High-acoustic-index-contrast phononic circuits: numerical modeling

TL;DR

This paper numerically models key components of high-acoustic-index phononic circuits, focusing on Gallium Nitride-on-sapphire platforms, to enable phonon routing and integration in advanced phononic devices.

Contribution

It provides a comprehensive numerical analysis of phononic components like waveguides, resonators, and couplers, advancing the design of high-performance phononic integrated circuits.

Findings

Achieved predicted quality factors up to 10^8 in optimized ring resonators.

Identified design parameters for strong evanescent coupling in directional couplers.

Demonstrated direct excitation of phononic resonators using interdigitated transducers.

Abstract

We numerically model key building blocks of a phononic integrated circuit that enable phonon routing in high-acoustic-index waveguides. Our particular focus is on Gallium Nitride-on-sapphire phononic platform which has recently demonstrated high acoustic confinement in its top layer without the use of suspended structures.

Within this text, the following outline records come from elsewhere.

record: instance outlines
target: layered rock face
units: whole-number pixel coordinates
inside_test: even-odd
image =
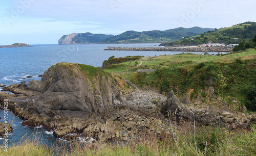
[[[64,35],[59,39],[58,43],[60,45],[75,44],[76,43],[74,41],[72,42],[72,40],[77,35],[76,33],[72,33],[68,35]]]
[[[23,125],[42,125],[65,139],[74,133],[100,141],[136,141],[142,134],[170,133],[173,124],[228,122],[232,129],[255,121],[255,116],[235,115],[206,104],[184,106],[173,91],[166,99],[153,91],[125,90],[125,81],[119,77],[91,66],[57,63],[41,81],[4,88],[16,94],[0,92],[0,103],[8,99],[8,109],[24,119]]]

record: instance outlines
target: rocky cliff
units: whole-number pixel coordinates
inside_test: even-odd
[[[114,35],[94,34],[90,33],[72,33],[63,36],[59,39],[58,42],[59,45],[96,44],[113,36]]]
[[[46,71],[41,81],[4,88],[15,94],[0,92],[0,103],[8,99],[8,109],[24,119],[23,125],[42,125],[63,139],[71,139],[75,136],[69,134],[74,133],[100,141],[136,141],[142,134],[170,134],[174,124],[221,123],[232,129],[256,120],[206,103],[184,105],[173,91],[166,99],[155,92],[132,90],[125,82],[93,66],[59,63]]]
[[[31,46],[25,43],[14,43],[12,45],[6,45],[0,46],[0,48],[7,48],[7,47],[30,47]]]
[[[57,63],[40,81],[24,82],[4,90],[24,95],[9,102],[10,109],[24,119],[23,125],[42,125],[56,129],[54,135],[59,137],[82,131],[86,124],[81,121],[113,119],[124,103],[110,74],[78,64]]]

We start with systematic simulation of various transverse phonon modes supported in strip waveguides and ring resonators with sub-wavelength cross-section. Mode confinement and quality factors of phonon modes are numerically investigated with respect to geometric parameters. Quality factor up to $10^{8}$ is predicted in optimized ring resonators. We next study the design of the phononic directional couplers, and present key design parameters for achieving strong evanescent couplings between modes propagating in parallel waveguides. Last, interdigitated transducer electrodes are included in the simulation for direct excitation of a ring resonator and critical coupling between microwave input and phononic dissipation. Our work provides comprehensive numerical characterization of phonon modes and functional phononic components in high-acoustic-index phononic circuits, which supplements previous theories and contributes to the emerging field of phononic integrated circuits.